I found a USA Today article from four or five days ago (see: “Illegal immigrants moving out“). Here’s a highlight:
The three lived in Aurora, Colo., when Sanchez was fired from her job as district manager of a fast-food chain after she couldn’t provide a valid Social Security number. [ie she either didn’t have one or used a stolen SSN that didn’t match her name – Utah doesn’t require employer ID verification, Colorado does]
Colorado has approved several immigration measures. One gives employers 20 days to check and photocopy documents such as driver’s licenses and Social Security cards, which new workers present to prove their legal status.

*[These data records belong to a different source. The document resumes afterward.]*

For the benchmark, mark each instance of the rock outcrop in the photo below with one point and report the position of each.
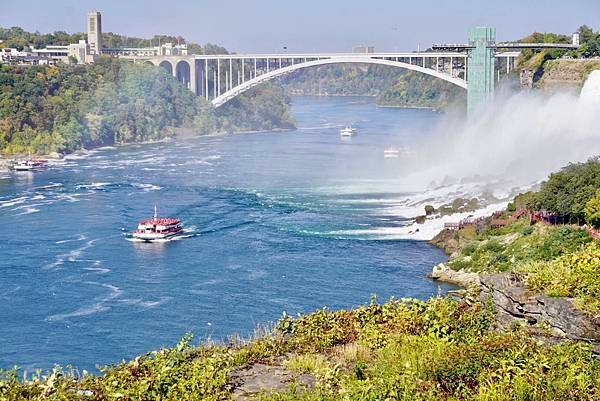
(462, 278)
(550, 317)
(253, 380)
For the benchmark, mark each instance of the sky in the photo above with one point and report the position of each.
(252, 26)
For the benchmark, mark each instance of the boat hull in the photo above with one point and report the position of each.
(153, 236)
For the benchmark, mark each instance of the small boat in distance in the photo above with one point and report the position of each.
(157, 228)
(391, 152)
(30, 164)
(347, 131)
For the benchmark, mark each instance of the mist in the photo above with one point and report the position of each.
(519, 139)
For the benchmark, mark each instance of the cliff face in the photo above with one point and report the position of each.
(552, 318)
(562, 74)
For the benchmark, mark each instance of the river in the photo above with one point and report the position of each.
(275, 222)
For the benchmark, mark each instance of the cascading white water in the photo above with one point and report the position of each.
(591, 89)
(519, 141)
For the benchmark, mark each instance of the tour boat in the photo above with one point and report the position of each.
(157, 228)
(30, 165)
(347, 131)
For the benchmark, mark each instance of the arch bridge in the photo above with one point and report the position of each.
(475, 67)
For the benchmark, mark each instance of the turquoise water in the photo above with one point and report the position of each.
(274, 223)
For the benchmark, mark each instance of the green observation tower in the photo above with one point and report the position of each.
(481, 66)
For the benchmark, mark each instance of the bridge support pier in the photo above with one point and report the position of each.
(480, 73)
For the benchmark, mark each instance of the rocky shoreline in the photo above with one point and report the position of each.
(549, 319)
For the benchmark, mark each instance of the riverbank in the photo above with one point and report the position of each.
(538, 274)
(436, 349)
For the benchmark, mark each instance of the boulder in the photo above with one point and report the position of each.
(462, 278)
(516, 304)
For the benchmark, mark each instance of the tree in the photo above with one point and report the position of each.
(567, 192)
(592, 210)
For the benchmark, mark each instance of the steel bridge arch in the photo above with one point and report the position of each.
(238, 90)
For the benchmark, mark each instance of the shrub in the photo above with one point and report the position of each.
(592, 210)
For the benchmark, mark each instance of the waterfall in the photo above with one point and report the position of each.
(591, 89)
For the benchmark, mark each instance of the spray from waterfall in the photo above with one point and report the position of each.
(521, 138)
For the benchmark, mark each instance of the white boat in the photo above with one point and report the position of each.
(157, 228)
(347, 131)
(391, 152)
(30, 165)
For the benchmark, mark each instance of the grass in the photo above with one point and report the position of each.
(441, 349)
(561, 261)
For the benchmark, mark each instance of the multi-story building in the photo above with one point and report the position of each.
(94, 30)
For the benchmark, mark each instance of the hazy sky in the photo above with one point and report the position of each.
(307, 25)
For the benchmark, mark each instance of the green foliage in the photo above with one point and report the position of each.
(393, 87)
(413, 89)
(527, 200)
(592, 210)
(441, 349)
(567, 192)
(264, 108)
(572, 275)
(506, 248)
(64, 108)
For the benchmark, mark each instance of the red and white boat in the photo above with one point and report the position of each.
(157, 228)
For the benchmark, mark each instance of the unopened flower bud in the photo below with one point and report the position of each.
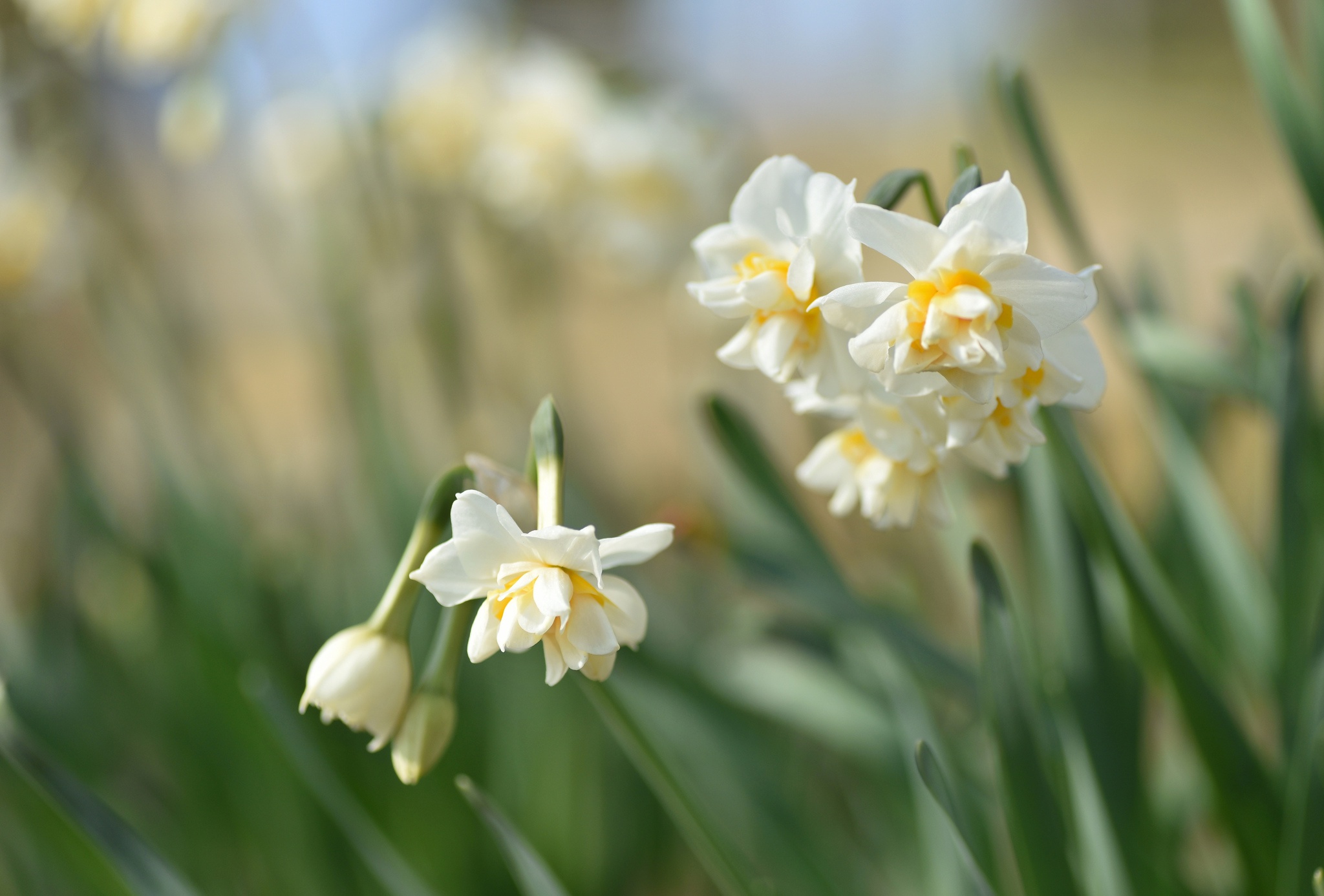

Because of the laws, Sanchez, her sister and nephew left five months ago. “I moved to Utah because they don’t have the same laws here,” she says.
Colorado has enacted tough laws (including employment verification). Utah continues to shrug off the identity theft associated with illegal immigrants and is becoming a much bigger magnet due to our inaction. We seem satisfied with selling off our children’s identities (see here, here, and here too) for cheap labor (Governor Huntsman doesn’t seem to have much problem with it). It appears that we’ll have plenty more sources of illegal labor on our children’s back. Unless we begin to act as surrounding states have, we can expect the problem to increase at a much higher rate.
For more information, there are plenty of links etc on my “Identity Theft” category.
If you are concerned about someone using your ID or your child’s identity (SSN, in particular) click here on what you can do (remember, your annual credit report by itself is not a good indicator of ID theft – see page 3, especially).
For more information on DHS’s employment verification programs click on the “ICE EEV (Verify Employment) Faq” and “ICE IMAGE (Verify I-9) Program” links in the ‘Blogroll’ (right side of this page). See also “Utah ID Theft and Employer Verification Hope?“.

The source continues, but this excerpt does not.